スズキのウェブサイト(画像:スズキ)© Merkmal 提供

 これまでに述べてきたホンダとスズキの2車種に加えて、三菱・デリカミニや、生産が再開されたダイハツ・タントなどは、軽スーパーハイトワゴンと呼ばれるカテゴリーに属する。今や、軽自動車市場の大半を占める主戦場となっており、各社によるモデルチェンジが相次いだ2023年は当たり年といわれた。

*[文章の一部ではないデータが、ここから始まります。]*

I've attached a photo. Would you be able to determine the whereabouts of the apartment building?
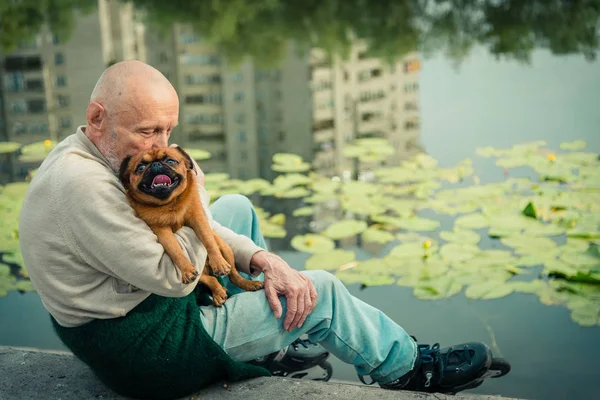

 全高1700mm超で、リアにスライドドアを備えるというスタイルが定着し、モデルチェンジごとに機能性や走りが進化を遂げている。一般に軽自動車はセカンドカーのイメージが強いが、“1台目”として購入する層が

「約4割」

を占めており、日常使いとして頼れる各種機能や安全性が、これまで以上に求められる。

 日産・ルークスやダイハツ・タントのモデルチェンジは2025年以降と予想されており、年内は、ホンダ・N-BOXとスズキ・スペーシアの激しいデッドヒートが繰り広げられることになるだろう。

 今後はEVへのシフトも想定されるなか、各社による開発競争で切磋琢磨(せっさたくま)し合うことで、われわれ消費者にとっては、より魅力あるモデルが提供される日を心待ちにしていきたい。